What words did “The Power of Words” inspire?

The exhibition Churchill: The Power of Words runs at the Morgan Library and Museum in New York until 23rd September. As its name suggests the display has at its heart Churchill’s own words, his letters, writings and speeches, but what words has it in turn inspired? We have been fortunate to receive some excellent and varied press and publicity.

Certainly the journalists seemed compelled to adopt a grander rhetorical style, perhaps partly in homage and partly in a spirit of professional competition. Thus the New York Times opened with the phrase: “The orotund proclamations will be unavoidable at the new exhibition…” while the Wall Street Journal opined that, “Sir Winston Churchill’s rhetorical triumphs were eloquently moving – bending the arc of history as nobody did before him – but they were also no less meticulously crafted than any stanza fellow Pulitzer Prize recipient Robert Frost penned.”
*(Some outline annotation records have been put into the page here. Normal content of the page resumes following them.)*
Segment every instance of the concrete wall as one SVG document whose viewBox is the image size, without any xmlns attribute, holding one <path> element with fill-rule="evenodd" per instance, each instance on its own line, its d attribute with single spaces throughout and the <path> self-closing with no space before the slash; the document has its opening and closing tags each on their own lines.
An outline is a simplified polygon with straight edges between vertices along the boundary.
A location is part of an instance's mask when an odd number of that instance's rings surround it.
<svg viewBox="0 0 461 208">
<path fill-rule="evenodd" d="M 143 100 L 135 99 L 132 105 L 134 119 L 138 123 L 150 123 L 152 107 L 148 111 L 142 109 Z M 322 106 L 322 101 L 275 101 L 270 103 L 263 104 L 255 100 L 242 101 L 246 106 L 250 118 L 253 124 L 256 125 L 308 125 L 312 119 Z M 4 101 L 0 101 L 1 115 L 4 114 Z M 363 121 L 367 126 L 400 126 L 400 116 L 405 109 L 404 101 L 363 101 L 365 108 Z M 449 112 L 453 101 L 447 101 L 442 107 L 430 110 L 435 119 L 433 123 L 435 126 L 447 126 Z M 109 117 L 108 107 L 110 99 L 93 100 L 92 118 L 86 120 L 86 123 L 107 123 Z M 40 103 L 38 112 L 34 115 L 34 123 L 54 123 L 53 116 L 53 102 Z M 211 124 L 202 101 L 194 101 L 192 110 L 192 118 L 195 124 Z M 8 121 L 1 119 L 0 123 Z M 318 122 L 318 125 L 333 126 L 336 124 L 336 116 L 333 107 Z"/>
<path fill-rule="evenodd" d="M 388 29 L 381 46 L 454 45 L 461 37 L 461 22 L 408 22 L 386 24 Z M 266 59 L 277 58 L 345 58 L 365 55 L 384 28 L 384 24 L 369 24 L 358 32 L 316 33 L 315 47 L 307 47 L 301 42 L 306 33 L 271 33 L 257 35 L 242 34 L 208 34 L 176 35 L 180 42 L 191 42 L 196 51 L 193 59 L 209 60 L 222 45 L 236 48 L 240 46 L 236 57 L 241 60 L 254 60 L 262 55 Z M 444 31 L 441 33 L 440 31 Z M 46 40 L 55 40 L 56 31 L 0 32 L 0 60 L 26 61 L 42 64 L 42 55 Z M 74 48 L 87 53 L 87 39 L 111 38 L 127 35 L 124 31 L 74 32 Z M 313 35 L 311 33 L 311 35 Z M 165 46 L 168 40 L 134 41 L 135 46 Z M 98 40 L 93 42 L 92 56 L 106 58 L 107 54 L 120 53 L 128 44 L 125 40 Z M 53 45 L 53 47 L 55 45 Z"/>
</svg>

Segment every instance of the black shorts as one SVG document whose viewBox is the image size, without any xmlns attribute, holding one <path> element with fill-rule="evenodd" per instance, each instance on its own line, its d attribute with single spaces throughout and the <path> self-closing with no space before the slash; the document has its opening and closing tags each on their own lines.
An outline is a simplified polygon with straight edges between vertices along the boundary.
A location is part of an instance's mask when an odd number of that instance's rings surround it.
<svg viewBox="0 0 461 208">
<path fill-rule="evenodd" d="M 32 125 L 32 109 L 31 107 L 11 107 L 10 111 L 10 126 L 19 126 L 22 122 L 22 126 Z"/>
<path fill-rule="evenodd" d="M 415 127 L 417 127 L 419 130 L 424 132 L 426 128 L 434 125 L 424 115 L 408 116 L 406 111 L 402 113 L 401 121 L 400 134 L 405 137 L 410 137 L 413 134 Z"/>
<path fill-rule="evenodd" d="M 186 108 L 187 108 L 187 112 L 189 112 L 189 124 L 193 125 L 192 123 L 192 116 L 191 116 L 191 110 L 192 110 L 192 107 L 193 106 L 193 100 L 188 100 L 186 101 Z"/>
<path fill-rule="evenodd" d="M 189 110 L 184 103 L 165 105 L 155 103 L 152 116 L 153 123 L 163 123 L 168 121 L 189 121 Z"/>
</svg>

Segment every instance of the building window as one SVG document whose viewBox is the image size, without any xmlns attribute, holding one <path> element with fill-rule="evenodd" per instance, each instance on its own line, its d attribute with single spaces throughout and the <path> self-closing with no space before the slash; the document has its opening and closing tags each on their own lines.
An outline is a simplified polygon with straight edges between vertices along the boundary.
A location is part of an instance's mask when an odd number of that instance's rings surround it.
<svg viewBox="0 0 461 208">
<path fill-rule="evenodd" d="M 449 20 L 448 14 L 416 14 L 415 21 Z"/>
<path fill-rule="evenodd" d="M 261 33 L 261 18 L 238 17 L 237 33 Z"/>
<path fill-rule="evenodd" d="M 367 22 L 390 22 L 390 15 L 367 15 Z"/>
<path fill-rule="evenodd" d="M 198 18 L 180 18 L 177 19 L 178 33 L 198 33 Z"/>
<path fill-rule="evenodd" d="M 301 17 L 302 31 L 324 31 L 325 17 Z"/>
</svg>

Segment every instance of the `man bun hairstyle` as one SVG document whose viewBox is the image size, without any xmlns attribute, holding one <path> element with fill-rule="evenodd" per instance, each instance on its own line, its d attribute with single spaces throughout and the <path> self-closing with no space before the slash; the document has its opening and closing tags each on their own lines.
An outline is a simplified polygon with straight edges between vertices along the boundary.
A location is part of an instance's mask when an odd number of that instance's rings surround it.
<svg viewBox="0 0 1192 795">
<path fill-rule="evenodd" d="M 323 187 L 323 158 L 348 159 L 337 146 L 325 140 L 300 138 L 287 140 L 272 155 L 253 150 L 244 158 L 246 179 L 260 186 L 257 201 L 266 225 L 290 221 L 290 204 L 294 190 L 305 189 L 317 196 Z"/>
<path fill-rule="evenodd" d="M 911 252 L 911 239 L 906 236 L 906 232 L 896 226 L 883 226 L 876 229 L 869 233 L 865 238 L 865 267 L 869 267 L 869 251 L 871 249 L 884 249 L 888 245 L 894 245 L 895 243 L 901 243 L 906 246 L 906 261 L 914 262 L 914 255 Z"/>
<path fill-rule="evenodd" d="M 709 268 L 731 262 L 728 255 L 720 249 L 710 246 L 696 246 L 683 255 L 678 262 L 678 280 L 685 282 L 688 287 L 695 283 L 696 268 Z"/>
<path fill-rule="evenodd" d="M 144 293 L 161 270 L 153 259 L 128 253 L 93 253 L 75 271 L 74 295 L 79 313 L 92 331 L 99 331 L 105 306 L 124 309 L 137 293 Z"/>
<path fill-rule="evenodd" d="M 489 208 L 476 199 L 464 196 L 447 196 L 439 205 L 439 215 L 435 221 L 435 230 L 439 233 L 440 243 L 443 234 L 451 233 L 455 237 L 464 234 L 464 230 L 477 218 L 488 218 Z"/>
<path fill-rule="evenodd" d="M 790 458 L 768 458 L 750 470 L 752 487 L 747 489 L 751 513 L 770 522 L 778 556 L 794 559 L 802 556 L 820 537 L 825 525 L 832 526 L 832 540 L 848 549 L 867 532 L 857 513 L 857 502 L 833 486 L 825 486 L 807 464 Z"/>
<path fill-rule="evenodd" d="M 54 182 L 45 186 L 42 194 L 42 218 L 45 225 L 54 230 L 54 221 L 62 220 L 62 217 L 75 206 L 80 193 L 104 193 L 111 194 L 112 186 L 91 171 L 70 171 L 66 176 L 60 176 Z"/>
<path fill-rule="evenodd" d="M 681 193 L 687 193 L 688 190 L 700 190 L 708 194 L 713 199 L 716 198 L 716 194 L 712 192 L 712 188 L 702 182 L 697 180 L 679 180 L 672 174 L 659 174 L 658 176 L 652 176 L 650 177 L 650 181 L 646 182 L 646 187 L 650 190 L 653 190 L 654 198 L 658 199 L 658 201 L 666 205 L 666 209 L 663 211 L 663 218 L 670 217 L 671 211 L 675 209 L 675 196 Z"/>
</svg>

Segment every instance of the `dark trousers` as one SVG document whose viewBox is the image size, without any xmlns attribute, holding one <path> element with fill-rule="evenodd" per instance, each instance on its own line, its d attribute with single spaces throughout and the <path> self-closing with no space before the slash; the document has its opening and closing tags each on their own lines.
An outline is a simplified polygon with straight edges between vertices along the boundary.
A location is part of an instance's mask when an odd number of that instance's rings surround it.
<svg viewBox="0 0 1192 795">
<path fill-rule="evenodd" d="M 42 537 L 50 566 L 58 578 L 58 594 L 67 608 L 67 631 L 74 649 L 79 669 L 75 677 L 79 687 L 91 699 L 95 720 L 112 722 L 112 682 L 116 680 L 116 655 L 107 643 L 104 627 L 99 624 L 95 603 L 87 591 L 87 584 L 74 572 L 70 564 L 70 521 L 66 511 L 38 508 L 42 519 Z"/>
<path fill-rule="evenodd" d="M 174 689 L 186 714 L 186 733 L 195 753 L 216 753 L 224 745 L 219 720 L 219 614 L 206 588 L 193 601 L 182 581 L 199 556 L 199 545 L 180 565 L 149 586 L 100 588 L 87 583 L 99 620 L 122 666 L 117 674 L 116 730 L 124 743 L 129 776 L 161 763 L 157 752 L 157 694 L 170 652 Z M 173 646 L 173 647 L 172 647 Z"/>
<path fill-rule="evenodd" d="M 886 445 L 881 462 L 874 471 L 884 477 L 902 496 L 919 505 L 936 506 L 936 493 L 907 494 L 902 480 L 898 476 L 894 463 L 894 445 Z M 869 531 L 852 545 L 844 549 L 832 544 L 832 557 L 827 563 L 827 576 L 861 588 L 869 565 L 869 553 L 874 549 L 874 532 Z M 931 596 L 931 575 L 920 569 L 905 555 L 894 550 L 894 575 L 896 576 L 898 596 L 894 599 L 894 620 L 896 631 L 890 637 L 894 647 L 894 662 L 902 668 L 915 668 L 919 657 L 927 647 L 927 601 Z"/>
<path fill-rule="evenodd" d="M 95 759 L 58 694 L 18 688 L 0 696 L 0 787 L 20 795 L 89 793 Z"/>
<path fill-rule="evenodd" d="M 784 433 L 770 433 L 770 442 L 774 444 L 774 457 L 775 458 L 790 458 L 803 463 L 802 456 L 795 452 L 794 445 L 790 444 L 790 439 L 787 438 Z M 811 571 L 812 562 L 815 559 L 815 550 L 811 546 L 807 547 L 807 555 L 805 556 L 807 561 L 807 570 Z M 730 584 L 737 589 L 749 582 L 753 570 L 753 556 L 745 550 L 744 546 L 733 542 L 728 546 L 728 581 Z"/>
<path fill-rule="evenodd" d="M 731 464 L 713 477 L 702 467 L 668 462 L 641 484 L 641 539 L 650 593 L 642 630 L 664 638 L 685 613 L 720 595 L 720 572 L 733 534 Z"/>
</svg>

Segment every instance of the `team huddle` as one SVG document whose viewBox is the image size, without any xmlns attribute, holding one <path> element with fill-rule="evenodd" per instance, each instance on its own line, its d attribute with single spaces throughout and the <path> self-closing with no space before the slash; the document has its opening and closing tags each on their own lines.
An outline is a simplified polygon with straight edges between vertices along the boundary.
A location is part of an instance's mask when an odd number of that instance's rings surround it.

The New Yorker provided a wonderful pen portrait of the Mayor of London, Boris Johnson, struggling with this very dilemma as he prepared his speech for the opening event. “Johnson puzzled over his page again, thinking of something else to say. ‘Can I just make the point that Churchill used short words?’ he asked.” In the end he made the point that Churchill tended to use words of Anglo-Saxon rather than Latinate origin, and he also ended with a wonderful Churchill parody (absent from the text of the New Yorker) that this was not the beginning of his speech, or even the end of the beginning, but definitely the end.